Sana Na N’hada disse na mesma entrevista que é preciso que a nova geração tenha muita paixão pelo cinema, sublinhando que, devido ao fator idade, um dia não terão mais força para dar a continuidade ao cinema e que é preciso passar o bastão de cineasta à juventude.

“Eu não sou um guionista, mas por falta de pessoas nessa área sou obrigado a esforçar-me para sê-lo. Mesmo tendo um guião todo bonito, procuro sempre um guionista para consultas. Eu sou um realizador e operador de câmara, não gostaria de trabalhar como operador de câmara, se existisse pessoas para ocuparem-se dessa parte”, frisou.

PIRATARIA NO SETOR DE CINEMA NÃO AJUDA O SEU CRESCIMENTO  NEM PERMITE VIVER DO CINEMA

Segundo o cineasta, a pirataria de filmes que se regista no país não ajuda no crescimento do cinema nem tão-pouco permite o desenvolvimento dos  intervenientes do setor viverem do próprio trabalho, e  afirmou que nunca teve a ambição de fazer cinema em Hollywood, a indústria privada de cinema nos Estados Unidos da América, defendendo que o seu interesse pelo cinema cinge-se essencialmente em narrar a história africana, em particular a do povo guineense, e que, em Hollywood, ele teria que trabalhar de acordo com o padrão americano.

“Os meus filmes estão a ser estudados nas universidades do Brasil e da América. Os meus filmes estão a servir de fonte em estudos e algumas pessoas vão ter a oportunidade de conhecer a história africana a esse nível.
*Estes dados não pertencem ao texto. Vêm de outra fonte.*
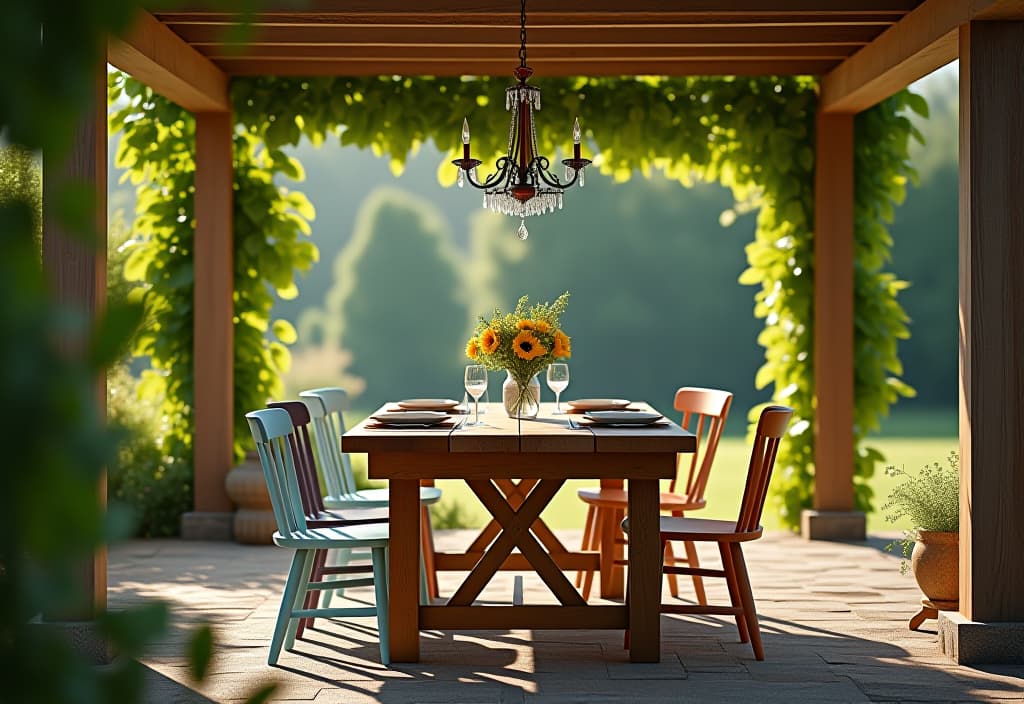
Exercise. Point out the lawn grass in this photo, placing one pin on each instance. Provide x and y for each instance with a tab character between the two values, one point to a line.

Estou a competir, mas não a produzir um filme de Cowboy’s mas sim filmes de pastoreio de gado”, explicou.    

Salientou que fazer filme na Guiné-Bissau é difícil, porque “o cineasta tem que desdobrar-se para conseguir  financiamento no estrangeiro, já que a nível nacional é quase impossível”.

Nesse sentido, destacou que um fundo deveria ser disponibilizado no Orçamento Geral de Estado para o setor do cinema, tendo revelado que fizeram lutas com Fina, Zé Bolama e Flora Gomes para conseguir isso dos sucessivos governos, mas sem sucesso, e afirmou que, enquanto não  houver uma verba destinada para  o setor, não existirá cinema no país.  

Apesar das dificuldades que o cinema enfrenta na Guiné-Bissau, o produtor e realizador acredita que ainda se pode mudar o cenário para o futuro mas que é preciso ser perseverante e perspicaz para contar a história e mudar o setor.   

Questionado sobre os benefícios que um investimento na área de cinema poderia trazer para a Guiné-Bissau, o cineasta respondeu que seria preciso saber qual o tipo de cinema que o país tem, como é hoje e o que se perspetiva.

O cineasta confessou que em Cuba estudaram muita prática e pouca teoria do cinema, depois de regressarem ao país, Amílcar Cabral mandou-lhes fazer um estágio de aperfeiçoamento no Senegal, para depois, por iniciativa própria, regressarem ao mato para filmar a luta de libertação.

Contou que as primeiras filmagens foram sobre a vida da população nas zonas libertadas e a participação de Amílcar Cabral na semana de informação em Conacri realizada pelo PAIGC. Explicou que naquela altura o que filmava tinha a ver com dores profundas, a canseira, as mortes e a raiva que via nos olhos dos combatentes e lembrou que filmou guerrilheiros  feridos, sangue e cadáveres.

Contou que no início de luta estava a estudar e sua mãe achou mais seguro irem para o mato até a luta terminar, mas ninguém imaginou que a luta duraria tanto tempo e alí mesmo no mato, frequentou a escola, no aquartelamento da guerrilha que mais tarde foi atacado pelas tropas portuguesas.

Recordou que Caetano Semedo, um dos chefes naquela altura, tirou-lhe das mãos da sua mãe e levou-o para a base militar, mas não pegou em armas, porque era menor.